КУЗЬМИНА: И, скорей, приключения?

БАРДИН: Приключенческое, да, Жюль Верна, да. Но потом, когда повзрослел, я фантастику так и не полюбил, и сейчас ее не люблю, потому что считаю, что столько фантазии, сколько есть, и продукции вокруг нас в реальной жизни, и придумывать ничего не надо, просто смотри внимательно и все.

СТАХОВСКИЙ: Кем хотелось быть в детстве?

БАРДИН: Ой, многим. Мой папа был военный моряк, ну, уж точно я моряком быть не хотел.

СТАХОВСКИЙ: Почему?

БАРДИН: Ну, вот эта субординация и все это…

СТАХОВСКИЙ: Линейность жизни этой строевой.

БАРДИН: Да, подчинение.

СТАХОВСКИЙ: Ну, не для всех, конечно.

БАРДИН: Армию я не откосил, я в армии три года отслужил, а на большее меня не хватило, я бы не смог. А хотел быть дирижером, хотел быть хирургом, хотел быть актером, хотел быть скульптором. Ну, видите, все как-то так…

СТАХОВСКИЙ: Ну, все в артистической, да.

КУЗЬМИНА: Хирург особенно.

СТАХОВСКИЙ: Хирург тоже большое искусство.

КУЗЬМИНА: Это да.

БАРДИН: Ну, хирургом не удалось, но в какой-то степени режиссер это тот же дирижер, по сути дела, только в другой плоскости.

СТАХОВСКИЙ: Второй человек, по-моему, у нас в «Школьной анкете» упоминает профессию дирижер. Роман Виктюк был первый, который, у него прямо все: травма детства, что не стал дирижером, а так хотел, и до сих пор, говорит, не могу от этой мысли отделаться.

БАРДИН: Ну, я должен сказать, я обожаю и обожал духовые оркестры. Ну, так, дитя офицера я, естественно, для меня Первомай это, в первую очередь, конечно, духовой оркестр, это папа в белом кителе, в белых брюках.

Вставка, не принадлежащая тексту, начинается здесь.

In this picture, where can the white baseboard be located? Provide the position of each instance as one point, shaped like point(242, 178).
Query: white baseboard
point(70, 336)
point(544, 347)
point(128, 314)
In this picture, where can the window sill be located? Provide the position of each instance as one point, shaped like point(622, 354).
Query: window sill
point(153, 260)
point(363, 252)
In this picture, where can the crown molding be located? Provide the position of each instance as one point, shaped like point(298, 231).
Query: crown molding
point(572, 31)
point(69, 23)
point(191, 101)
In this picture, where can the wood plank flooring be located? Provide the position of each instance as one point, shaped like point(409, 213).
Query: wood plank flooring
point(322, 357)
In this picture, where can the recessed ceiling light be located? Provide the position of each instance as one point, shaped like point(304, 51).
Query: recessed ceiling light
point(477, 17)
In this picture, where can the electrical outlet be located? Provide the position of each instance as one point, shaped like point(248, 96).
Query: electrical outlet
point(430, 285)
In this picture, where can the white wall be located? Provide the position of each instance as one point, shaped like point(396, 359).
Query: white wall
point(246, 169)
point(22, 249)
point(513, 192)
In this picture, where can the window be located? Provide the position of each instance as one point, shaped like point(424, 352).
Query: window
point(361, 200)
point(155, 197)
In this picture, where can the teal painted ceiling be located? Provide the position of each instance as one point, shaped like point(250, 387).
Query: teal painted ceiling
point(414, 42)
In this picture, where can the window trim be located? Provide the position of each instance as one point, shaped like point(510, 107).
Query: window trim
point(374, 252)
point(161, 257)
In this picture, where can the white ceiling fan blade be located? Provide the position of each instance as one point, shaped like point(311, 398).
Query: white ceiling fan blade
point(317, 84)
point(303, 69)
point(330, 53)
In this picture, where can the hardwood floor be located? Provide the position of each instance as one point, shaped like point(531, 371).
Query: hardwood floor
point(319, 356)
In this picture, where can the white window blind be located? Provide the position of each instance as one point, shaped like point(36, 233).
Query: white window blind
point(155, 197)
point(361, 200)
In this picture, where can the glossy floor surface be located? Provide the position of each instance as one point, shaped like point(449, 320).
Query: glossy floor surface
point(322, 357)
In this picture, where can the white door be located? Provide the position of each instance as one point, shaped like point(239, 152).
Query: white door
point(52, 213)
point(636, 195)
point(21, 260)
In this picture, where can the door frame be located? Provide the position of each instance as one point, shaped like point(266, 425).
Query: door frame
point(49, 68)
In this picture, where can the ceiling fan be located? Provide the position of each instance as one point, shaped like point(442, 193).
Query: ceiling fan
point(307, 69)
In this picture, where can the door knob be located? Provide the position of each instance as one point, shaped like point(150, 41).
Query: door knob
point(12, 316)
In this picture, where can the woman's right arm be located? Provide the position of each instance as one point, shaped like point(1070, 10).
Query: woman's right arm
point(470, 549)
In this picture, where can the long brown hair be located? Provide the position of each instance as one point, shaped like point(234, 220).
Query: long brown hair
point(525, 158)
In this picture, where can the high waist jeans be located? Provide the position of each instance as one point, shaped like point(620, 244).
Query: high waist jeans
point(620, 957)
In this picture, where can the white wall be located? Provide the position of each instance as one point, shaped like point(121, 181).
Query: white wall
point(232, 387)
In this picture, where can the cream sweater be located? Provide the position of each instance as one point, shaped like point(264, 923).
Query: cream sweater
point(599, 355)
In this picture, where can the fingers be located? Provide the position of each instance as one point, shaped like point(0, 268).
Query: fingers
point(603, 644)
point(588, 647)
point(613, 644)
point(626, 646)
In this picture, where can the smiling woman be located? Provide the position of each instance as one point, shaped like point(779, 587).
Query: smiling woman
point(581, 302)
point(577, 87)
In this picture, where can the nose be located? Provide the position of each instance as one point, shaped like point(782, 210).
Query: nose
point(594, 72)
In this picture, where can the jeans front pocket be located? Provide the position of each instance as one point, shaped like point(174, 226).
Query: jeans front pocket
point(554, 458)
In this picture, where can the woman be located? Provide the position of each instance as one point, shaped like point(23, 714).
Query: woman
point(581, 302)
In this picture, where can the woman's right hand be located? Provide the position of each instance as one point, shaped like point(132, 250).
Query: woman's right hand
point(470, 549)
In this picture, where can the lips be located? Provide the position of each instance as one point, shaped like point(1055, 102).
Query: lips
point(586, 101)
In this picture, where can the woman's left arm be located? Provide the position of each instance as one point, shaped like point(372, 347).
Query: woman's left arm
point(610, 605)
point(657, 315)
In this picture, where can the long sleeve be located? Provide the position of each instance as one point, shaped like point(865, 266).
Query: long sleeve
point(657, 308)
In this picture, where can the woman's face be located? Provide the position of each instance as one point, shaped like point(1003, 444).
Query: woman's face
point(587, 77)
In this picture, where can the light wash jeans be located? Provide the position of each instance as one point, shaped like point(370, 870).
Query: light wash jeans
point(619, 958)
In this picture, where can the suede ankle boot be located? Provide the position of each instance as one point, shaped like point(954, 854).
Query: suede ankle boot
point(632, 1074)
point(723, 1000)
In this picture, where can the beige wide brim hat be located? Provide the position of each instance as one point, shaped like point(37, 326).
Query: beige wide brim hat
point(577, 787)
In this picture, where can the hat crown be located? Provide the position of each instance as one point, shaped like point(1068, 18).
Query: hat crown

СТАХОВСКИЙ: В парадной форме.

БАРДИН: В парадной форме, с кортиком, он возглавляет парад. Он был высокий, красивый, он был или знаменосцем, он шел, и духовой оркестр. Ну, это потрясающе. Я всегда, если прохождение было, шел впереди оркестра, и дирижировал. Вот там я…

КУЗЬМИНА: Реализовали свою мечту.

БАРДИН: Реализовал, да.

СТАХОВСКИЙ: Так, а мама? Папа военный, а мама?

БАРДИН: А мама домохозяйка. Мама - это мама.

СТАХОВСКИЙ: То есть, воспитывала.

БАРДИН: Да, профессиональная мама. У нас был я и сестра. И нам она давала очень много, очень много.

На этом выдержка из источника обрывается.